Jake Cole’s review published on Letterboxd:
Nearly all of Stanley Kubrick's films work on some level as satires and comedies (only Spartacus and maybe his pre-The Killing stand out as purely serious), and that's certainly true of even this cold, opulent masterpiece. Here is a movie that defines "The Dawn of Man" to define the first evolutionary stirrings of humanity by defining a group of apes through their use of tools, which they put to good work brutally killing food and rivals. The jump cut from a bone club to an orbiting satellite only underlines the sense that mankind has become beholden to its creations, a point expounded upon in the final acts when a deep space mission is nominally run by two pilots but is truly commanded by HAL. For a film that suggests that alien markers trigger leaps in human intellect and even biological evolution, 2001 is also a wry coming-of-age movie about humans ultimately overcoming their own submission to their tools. Dave's "murder" of HAL is arguably the true step to humanity reaching the final form hinted at in the final moments, more so than contact with the final(?) obelisk.

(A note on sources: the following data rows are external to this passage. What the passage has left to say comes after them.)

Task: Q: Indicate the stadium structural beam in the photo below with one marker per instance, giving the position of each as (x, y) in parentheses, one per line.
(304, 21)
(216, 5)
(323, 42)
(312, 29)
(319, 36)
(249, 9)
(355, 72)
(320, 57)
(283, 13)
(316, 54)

There are so many little touches in this movie that I love and that show such a keen mind. The way that the 18-month leap from the moon investigation to the Jupiter mission comes with a subtle but noticeable jump in technological prowess in a fairly bold, accurate prediction of the exponential curve of technological progress in an era when spaceflight was still a matter of using longhand maths and soldered-together metal to launch people into the unknown (I love that even the food is markedly better). The use of classical music to announce mankind's opulent expansion and Ligoti to disrupt our entire sense of comprehension with music wildly outside the western harmonic standard. I also just love the casual horror of Dave's journey into the belly of the beast to destroy HAL, and the subtler horror (imo forecasting how Kubrick approached The Shining) of Dave beyond the infinite, constantly peeking at himself before assuming the identity of his increasingly aged shades. Barry Lyndon long ago supplanted this as my Kubrick of choice, but the new, exquisite Blu-ray reminded me that despite its colossal white elephant exterior, this remains one of the most unnerving, occasionally savage films ever made about Who We Are and How We Got Here.